There is not a day without us talking about Maja. we remember special events, but most of all how she affected our everyday life - through small, gentle things: sighs of happiness, small wags, the eagerness to go out to go for walks in the forest, how she ALWAYS would sit in our gate waiting for me when I would come back home from work. The small, gentle things - there is so, so much to learn from this!

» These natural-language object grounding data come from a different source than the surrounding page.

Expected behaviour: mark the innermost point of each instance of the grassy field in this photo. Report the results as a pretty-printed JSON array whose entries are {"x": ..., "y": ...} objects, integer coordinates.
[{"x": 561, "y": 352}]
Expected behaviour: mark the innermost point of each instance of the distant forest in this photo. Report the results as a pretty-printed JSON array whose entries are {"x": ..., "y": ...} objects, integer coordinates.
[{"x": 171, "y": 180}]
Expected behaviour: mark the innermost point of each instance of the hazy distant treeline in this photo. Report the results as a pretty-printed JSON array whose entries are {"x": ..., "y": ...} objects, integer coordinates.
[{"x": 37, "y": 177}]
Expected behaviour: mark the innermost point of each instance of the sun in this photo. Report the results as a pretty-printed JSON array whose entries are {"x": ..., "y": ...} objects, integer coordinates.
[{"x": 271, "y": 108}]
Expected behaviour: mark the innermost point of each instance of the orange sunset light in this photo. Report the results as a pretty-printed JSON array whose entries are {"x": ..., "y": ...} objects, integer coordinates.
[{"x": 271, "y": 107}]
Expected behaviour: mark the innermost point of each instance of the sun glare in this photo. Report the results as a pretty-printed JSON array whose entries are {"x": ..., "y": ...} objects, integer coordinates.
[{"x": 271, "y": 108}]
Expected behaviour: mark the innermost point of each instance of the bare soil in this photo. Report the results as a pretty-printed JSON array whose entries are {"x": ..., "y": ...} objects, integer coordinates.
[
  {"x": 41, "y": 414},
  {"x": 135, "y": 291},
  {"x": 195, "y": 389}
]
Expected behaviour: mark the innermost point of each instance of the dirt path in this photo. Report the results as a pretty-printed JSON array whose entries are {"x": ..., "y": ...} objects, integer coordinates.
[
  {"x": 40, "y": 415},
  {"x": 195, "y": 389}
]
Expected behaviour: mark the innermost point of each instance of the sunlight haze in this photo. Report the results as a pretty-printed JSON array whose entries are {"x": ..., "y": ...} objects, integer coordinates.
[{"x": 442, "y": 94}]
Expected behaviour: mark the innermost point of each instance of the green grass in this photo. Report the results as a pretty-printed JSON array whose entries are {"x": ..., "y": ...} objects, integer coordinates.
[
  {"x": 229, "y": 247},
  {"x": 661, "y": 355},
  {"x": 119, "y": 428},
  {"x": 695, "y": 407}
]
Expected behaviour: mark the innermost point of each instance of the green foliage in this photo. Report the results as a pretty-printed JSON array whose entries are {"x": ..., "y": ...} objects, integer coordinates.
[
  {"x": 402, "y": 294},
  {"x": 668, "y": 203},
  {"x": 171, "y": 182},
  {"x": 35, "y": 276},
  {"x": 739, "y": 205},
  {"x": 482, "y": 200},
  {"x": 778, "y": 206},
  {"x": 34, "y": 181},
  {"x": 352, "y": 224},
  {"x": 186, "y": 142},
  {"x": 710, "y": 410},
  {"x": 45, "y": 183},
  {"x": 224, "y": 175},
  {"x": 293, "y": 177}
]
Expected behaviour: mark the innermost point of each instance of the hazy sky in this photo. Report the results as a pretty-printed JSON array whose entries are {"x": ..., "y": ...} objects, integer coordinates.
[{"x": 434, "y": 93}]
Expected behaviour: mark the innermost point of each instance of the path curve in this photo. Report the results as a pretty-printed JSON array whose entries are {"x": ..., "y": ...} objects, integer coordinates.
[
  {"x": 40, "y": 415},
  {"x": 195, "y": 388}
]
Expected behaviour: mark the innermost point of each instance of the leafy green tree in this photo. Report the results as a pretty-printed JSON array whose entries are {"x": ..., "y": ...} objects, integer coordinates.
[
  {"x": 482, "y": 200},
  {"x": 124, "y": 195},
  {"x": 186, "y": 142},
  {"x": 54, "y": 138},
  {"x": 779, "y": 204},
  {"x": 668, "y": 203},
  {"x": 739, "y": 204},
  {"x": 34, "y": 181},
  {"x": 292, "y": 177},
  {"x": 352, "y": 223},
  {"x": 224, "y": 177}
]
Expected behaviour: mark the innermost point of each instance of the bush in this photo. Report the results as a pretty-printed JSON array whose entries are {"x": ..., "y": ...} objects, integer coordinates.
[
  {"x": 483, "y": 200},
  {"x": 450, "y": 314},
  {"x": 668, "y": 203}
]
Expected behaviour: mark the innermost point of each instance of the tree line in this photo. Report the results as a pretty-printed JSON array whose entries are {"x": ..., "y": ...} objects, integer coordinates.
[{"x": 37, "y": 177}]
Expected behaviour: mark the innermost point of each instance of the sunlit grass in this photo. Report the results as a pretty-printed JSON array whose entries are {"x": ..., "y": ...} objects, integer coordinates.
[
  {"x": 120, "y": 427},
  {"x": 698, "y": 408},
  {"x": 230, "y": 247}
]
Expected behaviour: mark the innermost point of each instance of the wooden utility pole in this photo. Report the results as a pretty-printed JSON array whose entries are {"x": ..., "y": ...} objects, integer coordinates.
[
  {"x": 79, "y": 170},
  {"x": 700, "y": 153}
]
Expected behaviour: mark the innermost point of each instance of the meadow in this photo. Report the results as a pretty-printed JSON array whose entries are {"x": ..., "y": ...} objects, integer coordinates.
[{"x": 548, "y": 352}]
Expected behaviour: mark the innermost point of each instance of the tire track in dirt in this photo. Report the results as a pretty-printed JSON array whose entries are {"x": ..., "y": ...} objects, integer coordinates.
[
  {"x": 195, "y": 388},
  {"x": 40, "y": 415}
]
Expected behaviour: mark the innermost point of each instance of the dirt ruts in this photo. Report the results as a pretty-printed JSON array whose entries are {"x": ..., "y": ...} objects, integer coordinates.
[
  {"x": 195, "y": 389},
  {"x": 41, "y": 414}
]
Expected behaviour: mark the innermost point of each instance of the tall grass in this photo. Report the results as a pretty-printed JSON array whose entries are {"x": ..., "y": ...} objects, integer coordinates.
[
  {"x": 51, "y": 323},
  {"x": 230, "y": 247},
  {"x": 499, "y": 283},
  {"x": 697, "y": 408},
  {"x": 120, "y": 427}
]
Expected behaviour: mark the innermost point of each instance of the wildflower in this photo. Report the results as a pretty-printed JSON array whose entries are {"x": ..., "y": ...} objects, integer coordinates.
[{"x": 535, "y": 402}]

We have endless amounts of pictures of her, and it is so good to see the happiness and gentleness that radiates from each single one of them. We miss it so much, but we had it for 11 years, and it was a blessing. She had a good life, and she knew how to enjoy it


----------



## Charliethree (Jul 18, 2010)

Am so sorry for your loss of Maja. One of the most difficult things to endure is to lose a best friend. 

When I lost my boy Charlie suddenly a friend sent me this quote from Dr. Seuss: 

'Don't cry because it over, smile because it happened.' 

May your days get easier, your memories of Maja bring a smile to your face and some sunshine to your heart. 

My heart goes out to you.


----------



## Brodys Rockies (Jan 8, 2019)

I'm so sorry for your loss of Maja. She was such a beautiful dog. We too just lost our 11-year-old Golden, River, this past 12/15/18. I so know the pain you're feeling. I imagine you're feeling it's hard to breathe at times. Each day you will feel a bit better. It takes time, but time does seem to heal the wounds of loss. Hang in there. God Bless!


----------



## googlegirl (Aug 21, 2018)

Oh, sweet Steinsk, I am so so sorry for your loss and your wife's loss of this absolutely stunning creature. It touches all of us as we all make ourselves so vulnerable. Please forgive yourself for not being able to be there. It sounds like there was little warning. It must be such a shock and I am so sorry you are all left with a hole in your heart. Much love to you.


----------